# Strange Problem Last Two Days-ESPN 2 HD



## John W (Dec 20, 2005)

211 receiver. The last two days whenever I try to go to ESPN 2 HD I have sound and no picture. ESPN 2 SD, no problem. Wait minutes, sound, no picture. Unplug the receiver, plug back in and after reboot, picture and sound.Leave the channel, try to go back and sound, no picture. Receiving via 61.5. No problem with any other channels, including from 61.5. Any ideas? Thanks.


----------



## dennispap (Feb 1, 2007)

John W said:


> 211 receiver. The last two days whenever I try to go to ESPN 2 HD I have sound and no picture. ESPN 2 SD, no problem. Wait minutes, sound, no picture. Unplug the receiver, plug back in and after reboot, picture and sound.Leave the channel, try to go back and sound, no picture. Receiving via 61.5. No problem with any other channels, including from 61.5. Any ideas? Thanks.

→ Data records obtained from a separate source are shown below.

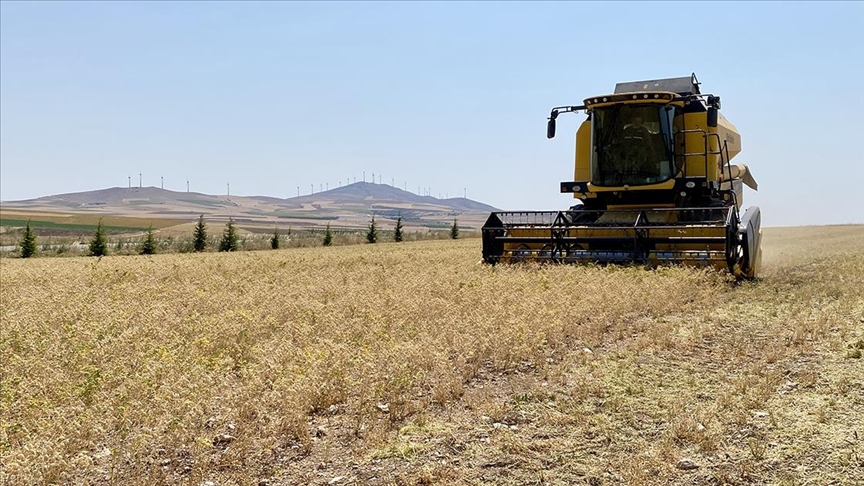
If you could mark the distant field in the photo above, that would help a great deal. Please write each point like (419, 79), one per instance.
(416, 364)
(82, 222)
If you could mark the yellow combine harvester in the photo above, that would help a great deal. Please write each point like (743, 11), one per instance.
(656, 185)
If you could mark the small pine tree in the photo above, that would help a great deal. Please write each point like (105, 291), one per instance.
(99, 245)
(148, 247)
(229, 237)
(372, 234)
(397, 234)
(328, 236)
(274, 241)
(28, 242)
(200, 235)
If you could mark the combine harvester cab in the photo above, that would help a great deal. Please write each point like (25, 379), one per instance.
(656, 185)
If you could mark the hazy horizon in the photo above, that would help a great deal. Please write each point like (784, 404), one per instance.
(442, 98)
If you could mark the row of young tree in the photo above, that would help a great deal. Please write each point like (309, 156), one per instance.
(372, 232)
(98, 245)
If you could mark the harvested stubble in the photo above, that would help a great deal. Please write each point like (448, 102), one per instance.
(416, 363)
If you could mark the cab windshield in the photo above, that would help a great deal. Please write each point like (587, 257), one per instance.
(632, 145)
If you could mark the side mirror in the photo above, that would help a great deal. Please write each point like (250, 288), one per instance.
(713, 114)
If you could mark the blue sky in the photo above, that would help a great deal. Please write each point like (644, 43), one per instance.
(446, 95)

Read on here that the new update(523) is messing that up for some 211's. 
Did you get the new update?


----------



## John W (Dec 20, 2005)

dennispap said:


> Read on here that the new update(523) is messing that up for some 211's.
> Did you get the new update?


Yep, looks like I did. Where else is this being discussed here? Thanks.


----------